After two years of vetting extreme sports for the Olympics, the International Olympic Committee on Wednesday formally approved the inclusion of surfing, skateboarding, karate, rock climbing, baseball and softball for the 2020 summer games in Tokyo.
The new sports, according to a press release, were chosen in hopes of attracting a younger crowd.
“We want to take sport to the youth,” Thomas Bach, IOC president, said in the release. “With the many options that young people have, we cannot expect any more that they will come automatically to us. We have to go to them.”

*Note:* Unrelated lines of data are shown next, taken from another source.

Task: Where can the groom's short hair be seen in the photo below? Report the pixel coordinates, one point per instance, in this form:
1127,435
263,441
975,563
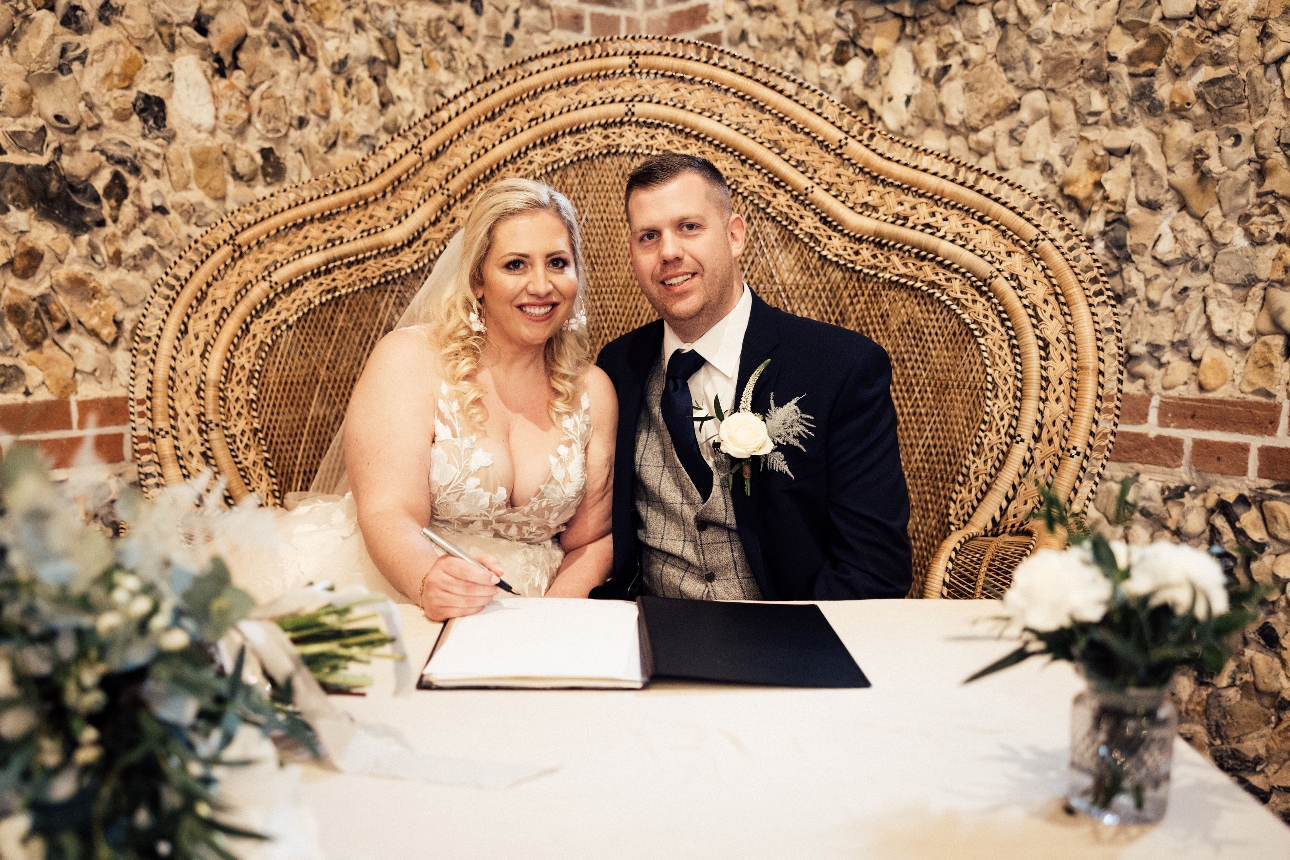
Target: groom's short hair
661,169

It makes sense, then, that some of the world’s most notoriously “cool” sports ― surfing and skateboarding, in particular ― made the cut.
But some athletes have mixed feelings about their sport entering one of the world’s most visible arenas.
Surfing, perhaps one of the most difficult sports to assimilate into the Olympics, because it relies on unpredictable ocean conditions and will take place at a beach (not an artificial wave pool) during the Tokyo games. It will only include shortboard surfing, Surfer Magazine reports.
”It definitely puts surfing on another level,” said three-time women’s world champion of surfing Carissa Moore.
“Winning a gold medal in the Olympics is the epitome of sports, as I see it,” Moore told The Huffington Post. “I’m just really excited that more of the world will get to share in such a cool sport that I love.”
Jamie Owens, the editor-in-chief of Transworld Skateboarding Magazine, wasn’t as thrilled to see skateboarding on the Olympic list.
“It’s not a big deal to us at the mag,” Owens told GrindTV. “They need skateboarding more than we need them. They just want to make money off of something we love and live for.”
Although most of the new sports are making their Olympic debut (baseball was included in previous Olympic games), this announcement only secures their spot in the Tokyo games and does not guarantee inclusion in future games.
We’ll just have to wait four years to see how these extreme sports hold up in the world of Olympians.